Speeches, etc.

Margaret Thatcher

Letter to The Times (criticism of Iain Macleod Memorial Lecture)

Document type: Speeches, interviews, etc.
Venue: House of Commons
Source: The Times, 18 July 1977
Editorial comments: MT was replying to a series of letters criticising her speech.
Importance ranking: Major
Word count: 733
Themes: Conservatism, Conservative Party (organization), Economic policy - theory and process, Foreign policy (USSR & successor states), Labour Party & socialism, Religion & morality, Society, Social security & welfare, Voluntary sector & charity

The morality of Tory ideals

Sir, In my Iain Macleod Memorial Lecture, I advised my audience of Young Conservatives to read Adam Smith for themselves at first hand or run the risk of being misled by second-hand versions, not least from his denigrators. From what he writes, the Vicar of Harwell and Chilton (July 11) seems to have ignored a large part of Adam Smith's work. Smith was a moral philosopher of some standing before he turned his attention to the study of economics which placed the whole world in his debt. He had devoted his main inquiries to the place of man in society. In his economic studies he certainly did not exclude the moral and social dimensions, on the contrary.
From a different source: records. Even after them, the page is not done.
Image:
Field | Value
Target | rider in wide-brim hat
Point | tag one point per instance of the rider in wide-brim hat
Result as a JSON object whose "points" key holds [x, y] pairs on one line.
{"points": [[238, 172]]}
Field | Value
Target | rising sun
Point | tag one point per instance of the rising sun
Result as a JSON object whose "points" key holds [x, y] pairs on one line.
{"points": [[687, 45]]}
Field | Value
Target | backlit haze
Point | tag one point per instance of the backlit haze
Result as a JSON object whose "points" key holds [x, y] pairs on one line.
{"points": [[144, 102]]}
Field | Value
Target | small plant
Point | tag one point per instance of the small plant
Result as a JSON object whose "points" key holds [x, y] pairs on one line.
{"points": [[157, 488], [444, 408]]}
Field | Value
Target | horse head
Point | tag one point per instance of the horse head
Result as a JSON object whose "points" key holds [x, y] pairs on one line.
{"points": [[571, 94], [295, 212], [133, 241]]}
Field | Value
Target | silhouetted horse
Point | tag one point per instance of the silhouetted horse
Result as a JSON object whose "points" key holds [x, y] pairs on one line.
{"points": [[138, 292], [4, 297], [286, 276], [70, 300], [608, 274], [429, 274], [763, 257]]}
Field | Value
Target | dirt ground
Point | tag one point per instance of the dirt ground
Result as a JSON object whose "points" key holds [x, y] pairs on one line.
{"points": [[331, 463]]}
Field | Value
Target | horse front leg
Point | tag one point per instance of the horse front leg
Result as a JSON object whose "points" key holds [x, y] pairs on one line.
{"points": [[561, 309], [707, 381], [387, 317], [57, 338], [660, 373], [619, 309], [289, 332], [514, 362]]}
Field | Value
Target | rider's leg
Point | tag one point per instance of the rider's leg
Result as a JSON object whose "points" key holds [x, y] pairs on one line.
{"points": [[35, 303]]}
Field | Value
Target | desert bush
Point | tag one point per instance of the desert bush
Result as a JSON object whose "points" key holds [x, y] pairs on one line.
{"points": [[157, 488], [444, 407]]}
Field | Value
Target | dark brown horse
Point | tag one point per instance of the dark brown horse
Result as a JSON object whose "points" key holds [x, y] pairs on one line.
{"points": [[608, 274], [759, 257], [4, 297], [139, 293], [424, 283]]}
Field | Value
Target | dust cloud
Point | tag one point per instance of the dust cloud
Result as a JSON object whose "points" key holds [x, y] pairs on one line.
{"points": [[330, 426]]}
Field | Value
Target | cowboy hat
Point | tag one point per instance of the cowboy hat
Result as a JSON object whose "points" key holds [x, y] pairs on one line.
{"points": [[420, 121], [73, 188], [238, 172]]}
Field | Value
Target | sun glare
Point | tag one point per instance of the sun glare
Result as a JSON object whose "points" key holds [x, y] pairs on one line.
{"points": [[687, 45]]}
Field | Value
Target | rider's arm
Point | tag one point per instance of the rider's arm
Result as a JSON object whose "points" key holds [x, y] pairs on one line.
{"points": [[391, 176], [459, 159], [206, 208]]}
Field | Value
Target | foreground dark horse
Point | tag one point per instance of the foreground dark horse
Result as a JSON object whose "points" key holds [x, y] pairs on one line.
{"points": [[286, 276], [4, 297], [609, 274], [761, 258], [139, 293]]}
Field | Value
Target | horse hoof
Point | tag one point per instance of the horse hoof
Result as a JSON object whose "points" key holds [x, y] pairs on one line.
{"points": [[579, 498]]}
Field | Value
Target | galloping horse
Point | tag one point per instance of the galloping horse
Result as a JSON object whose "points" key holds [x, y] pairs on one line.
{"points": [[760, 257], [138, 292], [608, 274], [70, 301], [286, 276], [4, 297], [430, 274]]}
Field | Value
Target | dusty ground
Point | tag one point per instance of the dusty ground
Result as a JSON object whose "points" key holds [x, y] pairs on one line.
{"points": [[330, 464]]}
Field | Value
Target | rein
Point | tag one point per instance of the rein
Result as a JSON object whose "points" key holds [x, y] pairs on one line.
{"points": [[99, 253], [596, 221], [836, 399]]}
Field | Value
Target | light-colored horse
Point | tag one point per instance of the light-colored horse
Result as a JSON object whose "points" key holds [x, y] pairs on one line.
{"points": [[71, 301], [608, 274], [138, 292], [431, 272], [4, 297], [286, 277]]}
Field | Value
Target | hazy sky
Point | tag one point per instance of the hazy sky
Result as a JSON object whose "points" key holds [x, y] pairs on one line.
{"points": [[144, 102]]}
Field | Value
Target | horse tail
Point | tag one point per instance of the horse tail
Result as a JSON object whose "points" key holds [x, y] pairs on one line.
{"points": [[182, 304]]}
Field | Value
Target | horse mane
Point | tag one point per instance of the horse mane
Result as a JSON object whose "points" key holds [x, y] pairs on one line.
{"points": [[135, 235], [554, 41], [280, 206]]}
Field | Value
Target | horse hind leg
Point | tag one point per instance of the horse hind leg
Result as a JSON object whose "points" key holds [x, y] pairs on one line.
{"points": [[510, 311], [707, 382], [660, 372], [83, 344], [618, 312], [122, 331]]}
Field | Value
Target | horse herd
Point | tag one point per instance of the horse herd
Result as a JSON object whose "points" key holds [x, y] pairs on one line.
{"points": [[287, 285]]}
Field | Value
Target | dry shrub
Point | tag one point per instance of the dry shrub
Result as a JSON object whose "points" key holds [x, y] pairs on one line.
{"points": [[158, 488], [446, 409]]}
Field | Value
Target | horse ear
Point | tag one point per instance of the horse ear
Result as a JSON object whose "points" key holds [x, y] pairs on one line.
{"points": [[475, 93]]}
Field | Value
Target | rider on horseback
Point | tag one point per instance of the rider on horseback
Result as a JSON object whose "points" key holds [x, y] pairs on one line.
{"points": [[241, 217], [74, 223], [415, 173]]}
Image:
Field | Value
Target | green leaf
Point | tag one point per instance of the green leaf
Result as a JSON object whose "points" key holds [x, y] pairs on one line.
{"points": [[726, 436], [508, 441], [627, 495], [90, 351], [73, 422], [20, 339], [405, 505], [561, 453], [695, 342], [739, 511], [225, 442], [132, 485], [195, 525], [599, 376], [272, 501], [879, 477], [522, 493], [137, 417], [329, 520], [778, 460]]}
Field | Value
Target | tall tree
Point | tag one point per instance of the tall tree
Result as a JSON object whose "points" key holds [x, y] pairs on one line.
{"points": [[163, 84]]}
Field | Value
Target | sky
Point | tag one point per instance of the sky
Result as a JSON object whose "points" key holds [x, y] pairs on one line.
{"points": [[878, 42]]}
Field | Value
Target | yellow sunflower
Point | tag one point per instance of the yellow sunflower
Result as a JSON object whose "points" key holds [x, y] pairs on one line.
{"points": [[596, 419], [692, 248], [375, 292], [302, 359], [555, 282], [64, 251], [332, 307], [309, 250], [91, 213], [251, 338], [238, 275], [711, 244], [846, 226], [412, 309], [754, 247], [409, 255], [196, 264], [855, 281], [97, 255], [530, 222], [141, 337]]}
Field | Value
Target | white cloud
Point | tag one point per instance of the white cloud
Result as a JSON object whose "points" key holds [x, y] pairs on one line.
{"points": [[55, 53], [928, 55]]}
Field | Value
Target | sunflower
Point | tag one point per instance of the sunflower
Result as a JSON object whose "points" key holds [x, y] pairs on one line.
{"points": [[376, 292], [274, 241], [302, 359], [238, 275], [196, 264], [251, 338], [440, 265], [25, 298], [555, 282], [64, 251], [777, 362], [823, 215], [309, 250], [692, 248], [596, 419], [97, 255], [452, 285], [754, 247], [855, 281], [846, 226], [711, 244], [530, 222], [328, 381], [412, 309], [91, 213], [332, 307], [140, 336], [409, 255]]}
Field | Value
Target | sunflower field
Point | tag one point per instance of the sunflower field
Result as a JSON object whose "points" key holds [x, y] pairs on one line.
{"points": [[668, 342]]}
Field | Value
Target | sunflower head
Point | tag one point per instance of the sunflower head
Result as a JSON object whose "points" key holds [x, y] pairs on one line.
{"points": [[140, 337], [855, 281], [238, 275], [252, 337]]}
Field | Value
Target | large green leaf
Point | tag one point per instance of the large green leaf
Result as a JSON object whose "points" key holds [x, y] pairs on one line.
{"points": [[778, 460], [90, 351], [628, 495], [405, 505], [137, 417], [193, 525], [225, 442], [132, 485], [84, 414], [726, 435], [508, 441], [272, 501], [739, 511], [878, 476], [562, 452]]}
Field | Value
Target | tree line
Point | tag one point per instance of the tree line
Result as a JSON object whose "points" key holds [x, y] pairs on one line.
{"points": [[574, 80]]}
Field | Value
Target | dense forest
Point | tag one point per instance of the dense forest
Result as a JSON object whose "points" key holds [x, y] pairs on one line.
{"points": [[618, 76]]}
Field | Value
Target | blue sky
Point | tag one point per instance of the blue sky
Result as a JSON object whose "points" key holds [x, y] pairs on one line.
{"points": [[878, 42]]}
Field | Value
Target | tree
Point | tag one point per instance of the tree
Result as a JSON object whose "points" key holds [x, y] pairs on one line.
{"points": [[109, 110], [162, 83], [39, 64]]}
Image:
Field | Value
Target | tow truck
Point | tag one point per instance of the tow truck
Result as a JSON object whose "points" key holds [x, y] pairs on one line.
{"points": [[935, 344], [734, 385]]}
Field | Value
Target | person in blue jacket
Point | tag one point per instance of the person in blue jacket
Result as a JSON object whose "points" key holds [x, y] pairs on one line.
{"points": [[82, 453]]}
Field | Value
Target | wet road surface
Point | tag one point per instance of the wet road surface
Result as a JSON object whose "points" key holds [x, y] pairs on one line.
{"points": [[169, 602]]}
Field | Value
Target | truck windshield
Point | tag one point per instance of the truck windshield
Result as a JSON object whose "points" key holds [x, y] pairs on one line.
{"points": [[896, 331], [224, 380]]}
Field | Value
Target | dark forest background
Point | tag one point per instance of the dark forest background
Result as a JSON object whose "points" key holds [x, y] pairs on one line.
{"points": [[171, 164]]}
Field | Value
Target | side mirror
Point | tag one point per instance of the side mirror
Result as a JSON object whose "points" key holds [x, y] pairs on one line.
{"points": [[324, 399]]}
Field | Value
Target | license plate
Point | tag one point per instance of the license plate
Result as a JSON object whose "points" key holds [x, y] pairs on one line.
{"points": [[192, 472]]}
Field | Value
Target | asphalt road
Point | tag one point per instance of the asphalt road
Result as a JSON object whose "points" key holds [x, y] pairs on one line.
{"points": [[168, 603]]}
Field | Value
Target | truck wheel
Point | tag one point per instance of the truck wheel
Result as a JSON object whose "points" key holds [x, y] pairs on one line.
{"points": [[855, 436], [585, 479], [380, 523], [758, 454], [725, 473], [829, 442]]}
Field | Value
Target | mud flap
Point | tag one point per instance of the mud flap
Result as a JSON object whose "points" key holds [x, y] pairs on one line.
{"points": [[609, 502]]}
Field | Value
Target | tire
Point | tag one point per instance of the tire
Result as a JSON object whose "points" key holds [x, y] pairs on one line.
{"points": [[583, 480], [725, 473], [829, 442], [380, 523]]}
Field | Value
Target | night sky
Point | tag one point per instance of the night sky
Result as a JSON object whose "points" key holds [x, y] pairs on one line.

I shall not attempt to rehearse all Smith's arguments in the space of a letter. Suffice to say that setting out from a philosophy which recognized human motivation as mixed, Smith argued that were we to depend solely on the benevolence of our fellow-men we should receive short shrift. However by harnessing men's natural impulse to improve their own condition and that of their families as well as to deserve the approbation of their fellow-men, the market economy visibly brought great benefits to the greater number.

Smith never suggested that self-interest alone was sufficient to bring the Good Life, or that man can live by bread alone. By contrast, Marx 's dialectical materialism gave pride of place to economics. Marx expressly argued that economic change has underlain all other change throughout human history, that religion, politics, ethics, the arts and letters are nothing but “superstructure” conditioned by the basic economic realities. Perhaps the Vicar will again read Marx for himself after he has laid down Smith. He appears to believe that Marx stood for equality, as well as for benevolence and other Christian virtues. Surely, then, he must have asked himself how, if this be so, can it be that wherever Marxist rule is imposed, as it is on a third of suffering mankind, it leads visibly to cruelty, misery, callousness, selfishness, new crying inequalities. Shall Marxism not be known by its fruits?

I have never claimed that my views or those of my Party are the sole interpretation of Christian truth into social terms. I stated that Conservatives came into politics as a Church Party and that concern for the application of Christianity to politics underlay much of the political debate throughout a large part of our party's three centuries old existence. This is a matter of historical fact.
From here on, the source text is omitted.